If you’re lucky enough to come to Bangkok, you will discover that it is an amazing kaleidoscope of modern and traditional Thai society, with everything from old temples to high-rise skyscrapers. You may be filled with so many ideas of where to visit, you don’t know where to start.

Fortunately, it’s easy to survive on a low budget in Bangkok. Everything is incredibly cheap. So, if you’re the sort who doesn’t spend extravagantly, here are some ways to spend as little as possible!



1. Transportation

These are the cheapest options for transportation.

Motorcycle taxis: If you see people wearing orange vests, that means they’re a motorcycle taxi. Tell them where you want to go, and they will drive you on a motorcycle for a small fee. This is handy for short trips, and when Bangkok traffic is very bad, the motorcycle taxi’s are able to weave in and out between the clogged traffic (just make sure to hold on tight!).

The Sky-Train (BTS): The sky-train, or the BTS, is the most popular form of mass transportation in Bangkok. Each trip costs less than sixty baht, and it takes you to many major districts of Bangkok. The sky-train also connects to the subway (MRT), the Airport Link (which takes people in and out from Suvarnabhumi airport), and the bus system (BRT).

Buses: There is the official bus system (the BRT), which takes people to limited spots, and then there is the ‘other buses’, buses that take you anywhere in the city. Each bus is labeled with numbers, like 23, 14 and 5, and each stop at different places.

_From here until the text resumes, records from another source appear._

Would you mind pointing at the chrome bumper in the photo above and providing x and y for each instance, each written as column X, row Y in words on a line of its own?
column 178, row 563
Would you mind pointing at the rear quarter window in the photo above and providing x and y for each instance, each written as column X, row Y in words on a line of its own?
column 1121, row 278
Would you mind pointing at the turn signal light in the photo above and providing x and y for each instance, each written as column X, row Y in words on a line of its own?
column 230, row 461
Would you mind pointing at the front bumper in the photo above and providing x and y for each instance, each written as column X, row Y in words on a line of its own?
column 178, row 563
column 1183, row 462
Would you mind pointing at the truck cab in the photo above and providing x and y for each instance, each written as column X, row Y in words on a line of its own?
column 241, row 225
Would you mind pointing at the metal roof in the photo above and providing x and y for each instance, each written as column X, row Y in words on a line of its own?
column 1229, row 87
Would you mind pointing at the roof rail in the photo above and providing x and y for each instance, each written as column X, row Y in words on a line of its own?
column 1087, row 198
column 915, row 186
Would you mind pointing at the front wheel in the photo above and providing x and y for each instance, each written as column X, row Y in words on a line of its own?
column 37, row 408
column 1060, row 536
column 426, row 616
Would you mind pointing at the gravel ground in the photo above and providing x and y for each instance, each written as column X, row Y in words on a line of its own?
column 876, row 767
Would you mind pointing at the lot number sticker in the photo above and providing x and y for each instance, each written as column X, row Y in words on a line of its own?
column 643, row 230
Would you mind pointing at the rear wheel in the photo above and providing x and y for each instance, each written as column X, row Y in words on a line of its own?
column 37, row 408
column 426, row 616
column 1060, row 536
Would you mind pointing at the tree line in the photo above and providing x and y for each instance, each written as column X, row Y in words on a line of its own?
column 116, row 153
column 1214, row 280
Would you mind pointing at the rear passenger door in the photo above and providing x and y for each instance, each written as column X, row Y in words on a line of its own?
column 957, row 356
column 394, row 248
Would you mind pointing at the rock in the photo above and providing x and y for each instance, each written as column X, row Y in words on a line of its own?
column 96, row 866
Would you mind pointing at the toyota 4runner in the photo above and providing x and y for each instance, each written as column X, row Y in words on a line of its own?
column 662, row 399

What is difficult about taking the bus is that there is no clear list of where to catch the right one, where they stop, or what their schedules are. If you’re unsure, it’s best to ask a local which buses go where.

The rest of the options aren’t that expensive, but if you’re truly living on a cheap budget, you should avoid:

Car taxis: These are ordinary taxis. They cost more than motorcycle taxis, and are better for large groups or long distances. Make sure they turn on their meter!

Renting a car or motorcycle.

Tuk-tuks: Tuk-tuks are like taxis, except they don’t have a meter, so they can charge whatever they want (even if it’s an exorbitant fee). Unfortunately, they have a tendency for overcharging foreign customers who don’t know better. But even if you pay a little extra, they are little open cars that have three wheels, and are fun for a windy ride through the city.

And if you really don’t want to pay anything, there’s always walking!



2. Eating

Here are the cheapest of the cheapest places to eat!

7-11: We have a saying about 7-11’s. If you say ‘his mouth is like 7-11’, they mean it’s always open, never closing. 7-11’s are so popular that their doors literally never close, because people are constantly going in and out. Their most popular sales item is cheap junk food, selling everything from sandwiches to chips, microwave dinners, candy and bread. If you’re looking for something quick to eat, 7-11 is the best place for you.

Thai street food: Thai street food can vary from being a little restaurant with tin tables set up in the front, to vendors, or a well-set up establishment that may not look like much, but has a constant flow of customers. The cheapest of street food will cost anywhere from 5-100 baht, depending on what you buy, but you can still get a delicious Pad Thai from a little vendor for a decent price. Who knows, you might even become their regular customer.

Food Courts: Unless you’re in the big malls like Siam Paragon and Terminal 21, the food at food courts are cheap, quick, and tasty. These cheap food courts are located mostly at Big C’s and Tesco Lotus’s.



3. Shopping

Need cheap places to shop? Don’t worry! Bangkok has plenty of well-priced places to get whatever you need!

Chatuchak Market: Possibly one of the largest markets in Bangkok, Chatuchak has anything a tourist might want, from Buddha figurines to silk scarves.

MBK: for clothes, IT, perfume, custom stickers, etc.

Khao San Road: for when you’re really at the end of your rope.

Note: Avoid the big malls!

Let’s be honest, the malls have good stuff, but if you simply want to buy a nice gift for yourself, family or friends, the sheer expensiveness of the designer brands in malls may leave you irritated for even going there in the first place.

Hopefully by following these steps, you will be on your way to living more cheaply in Bangkok than ever!